Certes, si le hip hop, le rock indé de Pavement et le jazz moderne de Pharoah Sanders (pour ne citer que trois de ces influences) sont perceptibles, il n’empêche que ce que tu auras produit en quelque 10 ans, reste éminemment personnel et surtout sans égal. Il est en l’occurrence assez agréable de retrouver le son brut de décoffrage des débuts, mais infiniment mieux domestiqué par l’expérience. L’osmose humaine et instrumentale entre toi et les Hiddentracks a rarement été aussi, criante de vérité. Et puis il y a ces arrangements style « brass band », ou ces Lignes de clarinette basse, qui me collent des frissons à chaque fois.
 
De surcroît et ce n’est pas le moindre détail, les textes qui accompagnent ta musique, volent derechef  à des kilomètres au-dessus de la masse, et pas seulement de la masse hexagonale, mais de la masse tout court (paroles qui, il est bon de le signaler, sont toujours parfaitement ar-ti-cu-lées). On est à des années-lumière de l’inepte et insignifiante bouillie qui nous est servie à longueur d’années – par charité, passons sur les épouvantables accents de la plupart des groupes français se « piquant » d’écrire dans la langue de Shelley… qui doit exécuter des séries de saltos arrière dans sa tombe, tant à cause du fond que de la forme !
 
Ceci pour dire que les quatre titres quasi testamentaires de Lines, vont nous laisser un goût doux-amer en bouche.
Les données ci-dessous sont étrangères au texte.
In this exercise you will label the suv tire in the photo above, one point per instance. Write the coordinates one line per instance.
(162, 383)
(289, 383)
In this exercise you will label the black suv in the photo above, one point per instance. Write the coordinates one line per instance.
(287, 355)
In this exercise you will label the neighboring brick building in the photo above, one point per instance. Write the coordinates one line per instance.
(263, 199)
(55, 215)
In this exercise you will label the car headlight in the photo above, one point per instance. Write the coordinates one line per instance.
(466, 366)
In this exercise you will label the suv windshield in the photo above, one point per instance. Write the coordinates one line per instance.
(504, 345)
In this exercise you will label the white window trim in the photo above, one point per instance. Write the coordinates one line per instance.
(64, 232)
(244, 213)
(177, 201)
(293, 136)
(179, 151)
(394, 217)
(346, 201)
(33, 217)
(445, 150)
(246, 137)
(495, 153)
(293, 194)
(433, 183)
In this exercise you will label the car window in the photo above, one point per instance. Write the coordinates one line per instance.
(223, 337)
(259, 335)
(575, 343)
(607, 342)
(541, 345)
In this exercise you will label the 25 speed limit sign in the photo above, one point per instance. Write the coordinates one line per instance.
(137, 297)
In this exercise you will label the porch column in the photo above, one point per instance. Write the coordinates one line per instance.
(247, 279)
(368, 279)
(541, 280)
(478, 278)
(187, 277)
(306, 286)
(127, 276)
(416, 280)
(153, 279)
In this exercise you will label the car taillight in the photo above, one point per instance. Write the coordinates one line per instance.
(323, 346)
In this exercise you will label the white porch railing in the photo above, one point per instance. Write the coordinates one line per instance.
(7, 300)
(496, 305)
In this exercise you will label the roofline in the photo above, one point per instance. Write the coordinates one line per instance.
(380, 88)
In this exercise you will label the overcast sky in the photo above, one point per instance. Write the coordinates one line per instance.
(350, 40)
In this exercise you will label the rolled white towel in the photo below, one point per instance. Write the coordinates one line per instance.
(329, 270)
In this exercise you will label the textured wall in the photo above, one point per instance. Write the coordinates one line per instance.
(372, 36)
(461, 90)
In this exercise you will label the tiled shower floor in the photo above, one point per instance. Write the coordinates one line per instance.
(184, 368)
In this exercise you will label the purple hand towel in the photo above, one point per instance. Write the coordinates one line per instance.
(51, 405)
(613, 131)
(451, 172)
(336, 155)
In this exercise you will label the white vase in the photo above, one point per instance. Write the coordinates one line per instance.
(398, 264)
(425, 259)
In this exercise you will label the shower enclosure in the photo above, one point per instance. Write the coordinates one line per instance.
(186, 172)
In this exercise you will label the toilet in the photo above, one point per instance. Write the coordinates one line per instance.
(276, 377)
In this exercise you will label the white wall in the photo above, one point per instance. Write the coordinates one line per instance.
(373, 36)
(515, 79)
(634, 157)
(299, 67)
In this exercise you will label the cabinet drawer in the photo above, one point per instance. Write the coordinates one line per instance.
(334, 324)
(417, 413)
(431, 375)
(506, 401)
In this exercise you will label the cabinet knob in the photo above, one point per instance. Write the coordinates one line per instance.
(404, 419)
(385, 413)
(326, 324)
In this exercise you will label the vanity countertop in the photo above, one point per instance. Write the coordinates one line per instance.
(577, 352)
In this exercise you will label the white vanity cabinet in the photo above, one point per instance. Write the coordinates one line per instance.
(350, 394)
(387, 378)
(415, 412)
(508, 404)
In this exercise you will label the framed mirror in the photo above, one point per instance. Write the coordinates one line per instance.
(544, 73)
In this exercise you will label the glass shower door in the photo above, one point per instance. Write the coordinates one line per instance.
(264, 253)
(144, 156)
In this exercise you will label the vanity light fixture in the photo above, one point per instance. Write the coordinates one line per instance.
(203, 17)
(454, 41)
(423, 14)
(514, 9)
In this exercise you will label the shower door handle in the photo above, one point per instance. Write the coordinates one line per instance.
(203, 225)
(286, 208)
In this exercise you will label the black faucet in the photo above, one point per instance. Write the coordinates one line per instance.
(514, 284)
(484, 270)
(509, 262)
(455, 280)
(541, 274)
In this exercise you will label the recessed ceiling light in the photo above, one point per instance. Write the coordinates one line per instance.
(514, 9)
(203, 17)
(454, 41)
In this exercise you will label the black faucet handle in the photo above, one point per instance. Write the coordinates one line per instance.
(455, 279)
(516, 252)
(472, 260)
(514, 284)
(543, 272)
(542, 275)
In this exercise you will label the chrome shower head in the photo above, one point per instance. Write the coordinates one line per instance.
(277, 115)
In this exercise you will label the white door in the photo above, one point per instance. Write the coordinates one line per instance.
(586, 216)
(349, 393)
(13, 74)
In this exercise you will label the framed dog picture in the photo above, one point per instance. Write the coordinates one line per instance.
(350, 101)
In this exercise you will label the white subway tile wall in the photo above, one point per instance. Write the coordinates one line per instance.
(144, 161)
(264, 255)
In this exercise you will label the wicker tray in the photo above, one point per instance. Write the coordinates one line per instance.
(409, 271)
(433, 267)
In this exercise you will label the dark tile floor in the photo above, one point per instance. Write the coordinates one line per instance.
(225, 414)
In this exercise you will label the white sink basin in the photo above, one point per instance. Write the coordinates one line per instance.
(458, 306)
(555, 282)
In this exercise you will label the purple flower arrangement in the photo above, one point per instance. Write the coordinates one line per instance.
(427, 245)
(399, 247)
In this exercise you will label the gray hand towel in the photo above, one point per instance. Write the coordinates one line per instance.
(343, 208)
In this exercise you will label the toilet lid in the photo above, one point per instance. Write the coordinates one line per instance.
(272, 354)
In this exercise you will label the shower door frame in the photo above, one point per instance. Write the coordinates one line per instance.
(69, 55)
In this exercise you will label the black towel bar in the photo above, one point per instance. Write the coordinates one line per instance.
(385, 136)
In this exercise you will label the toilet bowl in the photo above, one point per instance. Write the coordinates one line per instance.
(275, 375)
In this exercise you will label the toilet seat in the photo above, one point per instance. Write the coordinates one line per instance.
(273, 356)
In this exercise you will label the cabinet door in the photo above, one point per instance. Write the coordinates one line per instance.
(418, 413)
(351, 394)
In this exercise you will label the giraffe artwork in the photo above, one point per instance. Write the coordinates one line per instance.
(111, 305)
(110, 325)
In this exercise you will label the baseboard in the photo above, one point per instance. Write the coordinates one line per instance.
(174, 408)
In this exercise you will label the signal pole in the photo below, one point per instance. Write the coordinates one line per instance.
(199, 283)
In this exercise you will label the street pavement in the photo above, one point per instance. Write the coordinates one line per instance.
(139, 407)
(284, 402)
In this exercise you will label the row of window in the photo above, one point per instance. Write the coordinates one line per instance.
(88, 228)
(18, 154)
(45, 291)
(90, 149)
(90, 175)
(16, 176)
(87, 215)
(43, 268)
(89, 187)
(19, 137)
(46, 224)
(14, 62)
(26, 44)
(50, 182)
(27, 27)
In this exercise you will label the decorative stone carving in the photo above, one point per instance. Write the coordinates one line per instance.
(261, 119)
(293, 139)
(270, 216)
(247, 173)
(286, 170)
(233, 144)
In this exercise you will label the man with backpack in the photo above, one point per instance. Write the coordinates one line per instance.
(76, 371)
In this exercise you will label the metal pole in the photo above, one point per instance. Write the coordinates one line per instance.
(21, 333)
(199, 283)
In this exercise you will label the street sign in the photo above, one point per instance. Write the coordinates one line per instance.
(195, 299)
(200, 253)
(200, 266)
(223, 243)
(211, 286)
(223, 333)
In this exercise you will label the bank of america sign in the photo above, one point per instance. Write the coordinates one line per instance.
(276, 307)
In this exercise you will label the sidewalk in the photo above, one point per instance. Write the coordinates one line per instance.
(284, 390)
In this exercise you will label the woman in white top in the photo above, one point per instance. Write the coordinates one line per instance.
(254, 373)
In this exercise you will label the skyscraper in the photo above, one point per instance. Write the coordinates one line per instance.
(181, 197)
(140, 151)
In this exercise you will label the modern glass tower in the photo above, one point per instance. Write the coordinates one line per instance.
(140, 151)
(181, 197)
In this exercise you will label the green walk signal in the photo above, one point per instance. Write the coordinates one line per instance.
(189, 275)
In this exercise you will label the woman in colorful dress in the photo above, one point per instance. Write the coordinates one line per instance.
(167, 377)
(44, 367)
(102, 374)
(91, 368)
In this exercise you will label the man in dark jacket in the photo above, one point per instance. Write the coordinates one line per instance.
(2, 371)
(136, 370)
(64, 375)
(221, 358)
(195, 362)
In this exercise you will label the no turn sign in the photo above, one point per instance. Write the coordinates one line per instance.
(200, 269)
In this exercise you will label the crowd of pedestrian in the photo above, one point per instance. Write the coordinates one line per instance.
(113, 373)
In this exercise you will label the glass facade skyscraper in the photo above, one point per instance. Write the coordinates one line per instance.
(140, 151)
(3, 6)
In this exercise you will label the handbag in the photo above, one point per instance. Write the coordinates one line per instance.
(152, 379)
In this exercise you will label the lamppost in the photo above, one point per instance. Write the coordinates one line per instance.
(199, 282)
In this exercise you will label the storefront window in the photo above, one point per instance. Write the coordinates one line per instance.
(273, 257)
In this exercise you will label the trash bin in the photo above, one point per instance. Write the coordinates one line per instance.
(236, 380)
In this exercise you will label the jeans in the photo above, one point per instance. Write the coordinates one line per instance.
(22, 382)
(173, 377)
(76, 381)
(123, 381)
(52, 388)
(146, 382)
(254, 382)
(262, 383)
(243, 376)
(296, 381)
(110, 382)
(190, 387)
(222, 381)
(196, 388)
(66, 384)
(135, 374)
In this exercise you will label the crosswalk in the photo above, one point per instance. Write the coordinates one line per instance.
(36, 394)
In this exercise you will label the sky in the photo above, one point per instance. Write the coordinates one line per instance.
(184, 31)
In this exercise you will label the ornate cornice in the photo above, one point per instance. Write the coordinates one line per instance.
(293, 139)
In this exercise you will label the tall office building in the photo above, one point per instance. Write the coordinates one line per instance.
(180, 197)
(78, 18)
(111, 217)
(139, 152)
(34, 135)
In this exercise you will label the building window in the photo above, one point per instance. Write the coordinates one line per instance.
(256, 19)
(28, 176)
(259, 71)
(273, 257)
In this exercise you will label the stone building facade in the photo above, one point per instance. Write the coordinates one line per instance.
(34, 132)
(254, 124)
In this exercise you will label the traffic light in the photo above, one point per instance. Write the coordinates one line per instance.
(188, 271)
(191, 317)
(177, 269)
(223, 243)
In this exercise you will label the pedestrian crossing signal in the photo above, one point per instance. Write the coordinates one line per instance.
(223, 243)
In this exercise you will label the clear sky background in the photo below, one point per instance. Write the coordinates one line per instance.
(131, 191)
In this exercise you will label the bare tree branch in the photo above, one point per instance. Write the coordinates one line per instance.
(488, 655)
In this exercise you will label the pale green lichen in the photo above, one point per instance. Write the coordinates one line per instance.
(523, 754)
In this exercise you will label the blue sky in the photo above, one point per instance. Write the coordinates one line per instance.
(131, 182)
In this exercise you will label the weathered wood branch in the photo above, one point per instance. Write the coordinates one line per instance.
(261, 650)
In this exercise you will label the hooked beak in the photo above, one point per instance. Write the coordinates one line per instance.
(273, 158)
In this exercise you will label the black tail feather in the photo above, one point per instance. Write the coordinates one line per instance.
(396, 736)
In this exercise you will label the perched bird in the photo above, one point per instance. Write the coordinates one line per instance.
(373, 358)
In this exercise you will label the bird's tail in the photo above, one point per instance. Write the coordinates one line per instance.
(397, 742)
Il pose aussi un tas de questions. Les artistes qui ont vraiment quelque chose à dire, intéressent-ils encore le public où porter un chapeau fait par Vivienne Westwood est-il suffisant ? Se fondre dans la masse ou rejoindre la masse, est-elle la seule solution pour espérer vivre de son art ? Faut-il absolument adapter son travail à la durée d’attention du plus grand nombre qui semble s’amenuiser de jour en jour ? 
 
Je crains que la « pureté » et la véritable « honnêteté » soient – pour l’instant – passées de mode. Voilà le problème : tu n’es pas assez cynique  ! Je sais, au moins, se regarder dans la glace le matin, n’est pas trop désagréable ! De nos jours, c’est l’un ou l’autre. Nous vivons à une époque – et tu le dis si bien dans Bending The Lines – où il faut appartenir à une « catégorie », où il faut choisir son camp – ce qui ne présage rien de bon. Conserver son intégrité intellectuelle est un grand luxe. On ne devient pas riche et l’on ne se fait pas ainsi des tas d’amis, mais c’est ça ou se sentir comme un connard de premier ordre en se regardant dans la glace sus-mentionnée. J’ai fait mon choix il y a longtemps et ne le regrette point du tout . Je me félicite que le tien, y ressemble.
 
Alors Mickaël, un grand MERCI pour ta musique qui m’accompagne souvent. C’est une bonne amie.